How to sort a dictionary by value (DESC) then by key (ASC)?

Question

Just after discovering the amazing sorted(), I became stuck again.

The problem is I have a dictionary of the form string(key) : integer(value)

Answer 1

Something like

In [1]: d = {'banana': 3, 'orange': 5, 'apple': 5}

In [2]: sorted(d.items(), key=lambda x: (-x[1], x[0]))
Out[2]: [('apple', 5), ('orange', 5), ('banana', 3)]

Answer 2

• Dictionaries can't be sorted directly, so you need to instead sort the items(), the list of tuples containing key/value pairs.

• Since you want to sort by the value field, then the key fields, it is necessary to extract those field from the tuple for use as the sort key using operator.itemgetter which gets the specified field.

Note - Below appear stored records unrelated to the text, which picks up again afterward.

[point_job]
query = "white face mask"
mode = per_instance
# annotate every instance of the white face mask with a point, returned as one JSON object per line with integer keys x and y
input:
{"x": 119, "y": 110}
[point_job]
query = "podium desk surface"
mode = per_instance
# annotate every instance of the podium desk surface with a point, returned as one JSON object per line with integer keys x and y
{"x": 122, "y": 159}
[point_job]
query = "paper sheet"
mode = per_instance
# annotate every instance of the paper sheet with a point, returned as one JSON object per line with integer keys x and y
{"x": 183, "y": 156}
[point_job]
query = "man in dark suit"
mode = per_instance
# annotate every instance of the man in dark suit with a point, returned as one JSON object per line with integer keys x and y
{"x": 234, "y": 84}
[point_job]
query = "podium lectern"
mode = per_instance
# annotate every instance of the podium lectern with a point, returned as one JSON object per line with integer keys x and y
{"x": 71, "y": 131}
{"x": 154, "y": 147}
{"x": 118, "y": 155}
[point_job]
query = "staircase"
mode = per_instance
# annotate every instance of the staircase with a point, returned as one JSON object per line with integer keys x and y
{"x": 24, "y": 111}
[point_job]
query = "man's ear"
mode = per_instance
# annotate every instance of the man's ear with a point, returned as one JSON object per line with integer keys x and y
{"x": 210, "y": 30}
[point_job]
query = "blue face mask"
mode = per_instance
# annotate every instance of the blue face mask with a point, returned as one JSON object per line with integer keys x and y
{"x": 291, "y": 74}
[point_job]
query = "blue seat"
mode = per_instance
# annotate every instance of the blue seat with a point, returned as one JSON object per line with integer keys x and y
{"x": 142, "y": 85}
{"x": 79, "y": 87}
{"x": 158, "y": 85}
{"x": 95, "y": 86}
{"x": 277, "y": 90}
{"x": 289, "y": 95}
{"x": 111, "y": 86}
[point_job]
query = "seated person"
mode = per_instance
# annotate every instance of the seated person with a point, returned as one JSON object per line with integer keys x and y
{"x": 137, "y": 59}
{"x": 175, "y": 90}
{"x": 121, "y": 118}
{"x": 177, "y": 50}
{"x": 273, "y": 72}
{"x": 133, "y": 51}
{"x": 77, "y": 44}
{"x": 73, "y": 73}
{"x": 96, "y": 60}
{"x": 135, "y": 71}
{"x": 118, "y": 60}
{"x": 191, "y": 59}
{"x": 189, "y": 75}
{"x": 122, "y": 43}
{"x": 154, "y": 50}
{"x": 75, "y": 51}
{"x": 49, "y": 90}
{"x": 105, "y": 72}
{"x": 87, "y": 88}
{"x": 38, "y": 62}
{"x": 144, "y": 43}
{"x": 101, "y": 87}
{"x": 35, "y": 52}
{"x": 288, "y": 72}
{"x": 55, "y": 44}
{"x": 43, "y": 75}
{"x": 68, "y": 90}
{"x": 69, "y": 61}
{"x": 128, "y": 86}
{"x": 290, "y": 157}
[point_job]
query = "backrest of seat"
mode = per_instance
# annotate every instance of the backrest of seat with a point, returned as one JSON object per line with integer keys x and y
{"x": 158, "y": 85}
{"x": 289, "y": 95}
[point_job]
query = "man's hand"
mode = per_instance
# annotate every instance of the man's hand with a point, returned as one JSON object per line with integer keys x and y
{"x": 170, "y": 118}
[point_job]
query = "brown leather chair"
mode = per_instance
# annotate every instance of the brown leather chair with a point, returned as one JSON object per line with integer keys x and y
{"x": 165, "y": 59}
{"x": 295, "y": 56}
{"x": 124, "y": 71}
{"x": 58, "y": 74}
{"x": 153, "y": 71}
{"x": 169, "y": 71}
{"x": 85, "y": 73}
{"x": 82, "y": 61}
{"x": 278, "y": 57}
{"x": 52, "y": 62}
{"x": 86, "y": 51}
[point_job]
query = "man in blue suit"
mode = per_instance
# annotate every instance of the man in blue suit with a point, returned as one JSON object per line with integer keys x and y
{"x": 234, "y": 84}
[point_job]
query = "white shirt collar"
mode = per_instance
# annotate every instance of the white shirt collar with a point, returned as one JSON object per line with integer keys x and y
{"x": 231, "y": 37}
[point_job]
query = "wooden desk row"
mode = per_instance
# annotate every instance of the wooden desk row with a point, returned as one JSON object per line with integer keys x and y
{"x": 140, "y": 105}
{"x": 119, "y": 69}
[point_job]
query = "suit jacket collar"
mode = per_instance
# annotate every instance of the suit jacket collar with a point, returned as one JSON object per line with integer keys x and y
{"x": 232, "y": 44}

• Lastly, to sort descending on one field and descending on another, do two passes, first sorting by the secondary key ascending, and then another pass sorting by the primary key descending. This step relies on Python's sort stability.

For example:

import operator
In [1]: d = {'banana': 3, 'orange': 5, 'apple': 5}

In [2]: fruit = sorted(d.items(), key=operator.itemgetter(0))
In [3]: sorted(fruit, key=operator.itemgetter(1), reverse=True)
Out[3]: [('apple', 5), ('orange', 5), ('banana', 3)]

See the Python Sorting-HOWTO guide for more details.